Politica
Governo M5S-PD, il ribaltone probabile con il voto su Rousseau
di neXtQuotidiano
Pubblicato il 2019-09-02
I contrari all’accordo per il governo M5S-PD stanno lavorando per farlo saltare, puntando sul voto su Rousseau che non nasce sotto i migliori auspici:
Giovanna Vitale su Repubblica oggi descrive come i contrari all’accordo per il governo M5S-PD stanno lavorando per farlo saltare, puntando sul voto su Rousseau che non nasce sotto i migliori auspici:
Una manovra a tenaglia, giocata di sponda con Alessandro Di Battista e gli esponenti 5stelle più vicini alla Lega, da Paragone a Buffagni, per alzare la tensione e caricare a pallettoni la pistola tenuta sin dal principio sul tavolo della trattativa coi dem.
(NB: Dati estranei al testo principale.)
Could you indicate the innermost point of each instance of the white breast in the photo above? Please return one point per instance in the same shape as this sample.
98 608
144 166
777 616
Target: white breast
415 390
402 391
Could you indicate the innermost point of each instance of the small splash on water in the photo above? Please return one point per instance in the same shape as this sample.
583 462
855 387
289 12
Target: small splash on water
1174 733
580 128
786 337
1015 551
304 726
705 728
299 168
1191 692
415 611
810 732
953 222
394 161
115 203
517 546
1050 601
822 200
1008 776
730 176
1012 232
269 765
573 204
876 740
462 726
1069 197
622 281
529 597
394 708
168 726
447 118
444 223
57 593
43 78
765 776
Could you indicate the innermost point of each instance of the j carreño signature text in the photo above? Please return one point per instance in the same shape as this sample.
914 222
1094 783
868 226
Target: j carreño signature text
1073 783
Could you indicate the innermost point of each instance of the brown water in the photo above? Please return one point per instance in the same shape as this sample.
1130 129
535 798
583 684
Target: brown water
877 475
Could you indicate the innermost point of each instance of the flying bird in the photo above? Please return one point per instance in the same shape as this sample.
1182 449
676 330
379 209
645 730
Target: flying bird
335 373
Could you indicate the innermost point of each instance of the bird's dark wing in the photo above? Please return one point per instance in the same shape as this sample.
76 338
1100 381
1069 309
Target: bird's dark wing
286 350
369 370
Obiettivo: orientare gli iscritti se non a bocciare, quanto meno per evitare che il referendum sulla nuova alleanza si trasformi in un plebiscito a favore dell’avvocato pugliese. Cioè nel certificato di morte politica del ministro di Pomigliano.
Secondo il racconto la strategia, inaugurata con l’aut aut di venerdì sera («O si fa come diciamo noi, o meglio votare»), è stata proseguita sui social dalle quinte colonne lumbàrd dentro il Movimento: vedasi i post martellanti di Paragone, con tanto di sondaggio su Fb che ha visto prevalere i no all’accordo. E anche Di Battista ha fatto la sua parte: «Bravo Luigi, il Pd scambia per ultimatum idee sacrosante per il benessere collettivo», ha eccitato gli animi sabato pomeriggio.
È allora che Grillo ha mangiato la foglia: dal tinello di casa ha acceso la telecamera, sconfessato Di Maio e bagnato la miccia. Gettando nello sconforto il quartier generale dimaiano. Perché se Paragone e i suoi “fratelli” troveranno rifugio fra le braccia di Salvini, che giusto ieri si è detto pronto ad accoglierli, più incerto appare il destino di “Dibba”. Lavoratore precario e senza seggio, per di più frustato nelle sue ambizioni editoriali: il libro su Bibbiano in chiave anti-Pd, che doveva uscire a giorni, è stato congelato. Un offuscamento che sembra condividere con i fedelissimi del capo politico, in caduta libera nel gradimento sia degli eletti, sia della base.
La guerra ormai è aperta:
Carla Ruocco ha denunciato «la de-meritocrazia» imposta da Di Maio con la nomina di ministri e sottosegretari per nulla all’altezza. Federico D’Incà ha usato una metafora molto applaudita per perorare le nozze demostellate: «La scatoletta che volevamo aprire è quella in cui ora siamo dentro, noi siamo il tonno, varietà pinna gialla», ha scherzato il questore della Camera.